The Clear Benefits of Energy-Efficient Windows

Fenestration--the design of windows and their placement on the walls and roof of a building--has been practiced by homeowners as well as architects for thousands of years. But it took the energy crises of the 1970s for Americans to realize that poor design and placement of windows were costing them a lot in inflated fuel bills.

There weren’t many good solutions to the problem until a new generation of energy-efficient windows was manufactured for residential use. Here is an overview of the types of windows available and placement alternatives:

* Double-pane insulated windows have been in widespread use since the mid-1950s, but many homeowners have failed to take advantage of them. Double-pane (double-glazed) windows have two sheets of glass, separated by an air space, hermetically sealed into a tightly bonded, single pane. The dead airspace between the glass insulates, preventing heat or air conditioning from escaping. This window’s U-value (a measure of heat flow through a material) is 0.52, compared with a 1.1-rating for a single-pane window. This means double-glazed windows lose about half as much heat as single-glazed, and double glazing greatly reduces condensation, or sweating, on the inside.

* Triple-pane windows refine the idea. They boast U-values ranging from 0.34 to 0.39, and offer a heat retention advantage of 25% to 35% over double glazing.

* Low-E--or low-emissivity--windows look like ordinary double-pane windows, but the inside surface of the outer pane has a microscopic metallic layer that reflects radiant heat, while allowing the visible portion of the solar spectrum through. Low E-glass has a U-value of 0.32, losing 42% less heat than a standard double-pane.

* For very warm climates, low-E glazing is available tinted and is known as high performance sun-insulating glass. Lower U-values and ability to filter out ultraviolet rays are the advantages.

* For even lower U-values, look to mirror glazing. These windows work like low-E windows, but the metallic coating is on a clear plastic film suspended between the double panes, giving a U-value of only 0.24.

As far as placement, in all except the warmest climates, large window openings should be placed on the southeast, south and southwest sides, according to the internal requirements of each space. This allows the greatest possible passive solar heat gain. Make east and west windows moderate in size. Keep northern windows small, and, if possible, have low-E glass. This takes full advantage of solar heat gain during the winter while providing indoor comfort and energy efficiency all year round.

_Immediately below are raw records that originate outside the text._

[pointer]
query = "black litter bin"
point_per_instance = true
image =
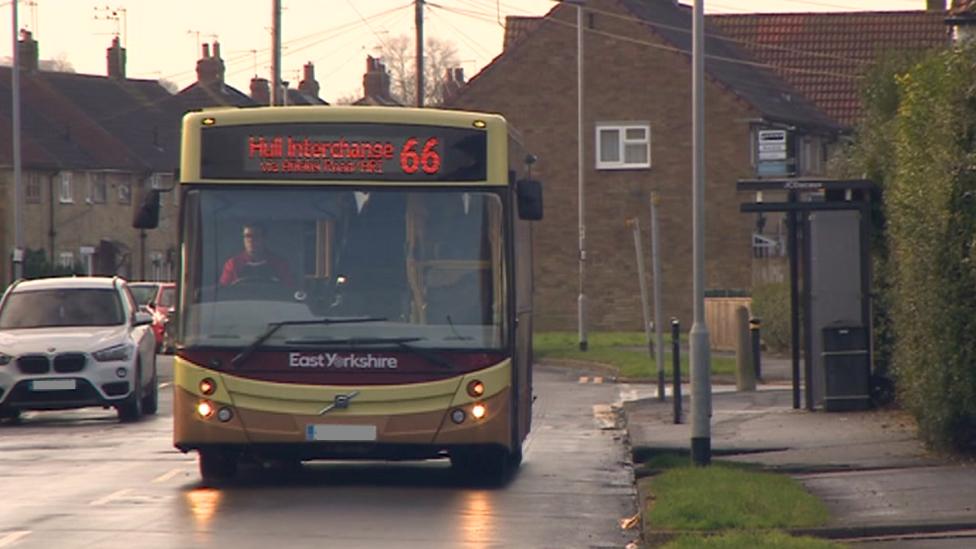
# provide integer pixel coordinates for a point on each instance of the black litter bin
(847, 370)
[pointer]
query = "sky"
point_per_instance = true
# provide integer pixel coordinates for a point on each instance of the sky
(164, 37)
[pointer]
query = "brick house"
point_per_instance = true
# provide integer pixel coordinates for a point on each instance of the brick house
(825, 55)
(637, 140)
(91, 146)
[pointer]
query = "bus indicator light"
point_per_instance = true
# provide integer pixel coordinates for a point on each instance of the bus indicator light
(457, 416)
(476, 388)
(207, 386)
(478, 411)
(225, 414)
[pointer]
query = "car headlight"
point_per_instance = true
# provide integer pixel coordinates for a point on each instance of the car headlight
(122, 351)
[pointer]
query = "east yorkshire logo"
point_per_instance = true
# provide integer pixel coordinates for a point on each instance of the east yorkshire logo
(339, 361)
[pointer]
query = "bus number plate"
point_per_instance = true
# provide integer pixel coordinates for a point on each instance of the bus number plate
(340, 433)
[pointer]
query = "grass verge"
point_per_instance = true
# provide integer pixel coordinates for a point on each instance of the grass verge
(726, 505)
(625, 351)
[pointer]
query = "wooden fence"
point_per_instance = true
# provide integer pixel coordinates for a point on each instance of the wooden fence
(720, 318)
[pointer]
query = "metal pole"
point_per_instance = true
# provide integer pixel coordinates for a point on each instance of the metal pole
(645, 313)
(656, 269)
(676, 368)
(701, 441)
(581, 301)
(419, 21)
(18, 252)
(276, 52)
(794, 251)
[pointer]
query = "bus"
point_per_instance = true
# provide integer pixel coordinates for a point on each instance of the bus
(354, 283)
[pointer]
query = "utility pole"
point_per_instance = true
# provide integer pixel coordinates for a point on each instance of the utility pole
(658, 320)
(276, 52)
(18, 252)
(701, 387)
(419, 21)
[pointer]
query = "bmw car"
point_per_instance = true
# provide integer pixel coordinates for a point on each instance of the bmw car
(74, 342)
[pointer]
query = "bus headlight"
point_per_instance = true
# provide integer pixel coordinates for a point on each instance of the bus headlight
(205, 409)
(478, 411)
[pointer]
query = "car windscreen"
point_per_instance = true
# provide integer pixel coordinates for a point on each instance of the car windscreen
(167, 297)
(62, 307)
(144, 294)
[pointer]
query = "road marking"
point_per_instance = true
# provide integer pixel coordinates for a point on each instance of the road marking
(113, 496)
(13, 537)
(168, 475)
(605, 416)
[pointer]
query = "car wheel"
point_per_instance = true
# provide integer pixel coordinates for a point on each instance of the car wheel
(10, 416)
(131, 408)
(217, 465)
(150, 402)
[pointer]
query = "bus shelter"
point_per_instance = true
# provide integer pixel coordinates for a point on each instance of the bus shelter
(828, 228)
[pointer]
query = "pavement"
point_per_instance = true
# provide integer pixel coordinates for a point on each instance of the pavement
(881, 485)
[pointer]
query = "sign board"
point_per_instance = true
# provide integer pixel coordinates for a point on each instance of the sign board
(772, 145)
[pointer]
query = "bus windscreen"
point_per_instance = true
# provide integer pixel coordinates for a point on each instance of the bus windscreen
(344, 151)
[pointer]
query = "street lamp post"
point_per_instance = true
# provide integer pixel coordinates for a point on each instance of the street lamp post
(580, 141)
(701, 447)
(18, 253)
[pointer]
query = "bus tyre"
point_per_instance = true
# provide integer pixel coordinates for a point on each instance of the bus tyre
(483, 466)
(131, 408)
(217, 465)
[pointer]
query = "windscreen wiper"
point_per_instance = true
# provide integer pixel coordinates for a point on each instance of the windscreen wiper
(402, 342)
(274, 326)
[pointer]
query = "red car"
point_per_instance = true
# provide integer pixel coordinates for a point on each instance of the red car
(158, 298)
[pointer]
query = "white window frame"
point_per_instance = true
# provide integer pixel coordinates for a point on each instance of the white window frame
(124, 191)
(66, 194)
(622, 142)
(32, 188)
(97, 188)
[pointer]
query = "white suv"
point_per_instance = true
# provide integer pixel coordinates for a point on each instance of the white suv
(75, 342)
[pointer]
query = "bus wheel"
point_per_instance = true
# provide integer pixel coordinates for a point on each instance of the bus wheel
(217, 465)
(483, 466)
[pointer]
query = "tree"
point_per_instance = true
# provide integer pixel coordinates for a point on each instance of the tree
(399, 56)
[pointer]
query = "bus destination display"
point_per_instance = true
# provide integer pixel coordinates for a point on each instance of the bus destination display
(344, 151)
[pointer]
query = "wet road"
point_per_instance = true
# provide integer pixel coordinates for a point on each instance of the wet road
(81, 479)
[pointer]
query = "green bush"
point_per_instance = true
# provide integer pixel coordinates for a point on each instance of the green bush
(918, 142)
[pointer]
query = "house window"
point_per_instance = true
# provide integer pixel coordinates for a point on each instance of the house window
(97, 188)
(32, 190)
(623, 146)
(125, 192)
(66, 194)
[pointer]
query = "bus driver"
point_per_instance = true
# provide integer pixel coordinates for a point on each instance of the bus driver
(255, 262)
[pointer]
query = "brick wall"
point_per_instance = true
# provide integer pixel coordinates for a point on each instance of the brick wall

In very hot climates, where air conditioning costs are the prime concern, the largest window area should face north, with lesser amounts to the east, west and south to minimize heat gain in summer.

To improve ventilation, some windows should open directly into the prevailing wind, others on the opposite side of the house. Large windows, representing at least 10% of the floor area in each room, work best. Height difference between inlets and outlets increases airflow.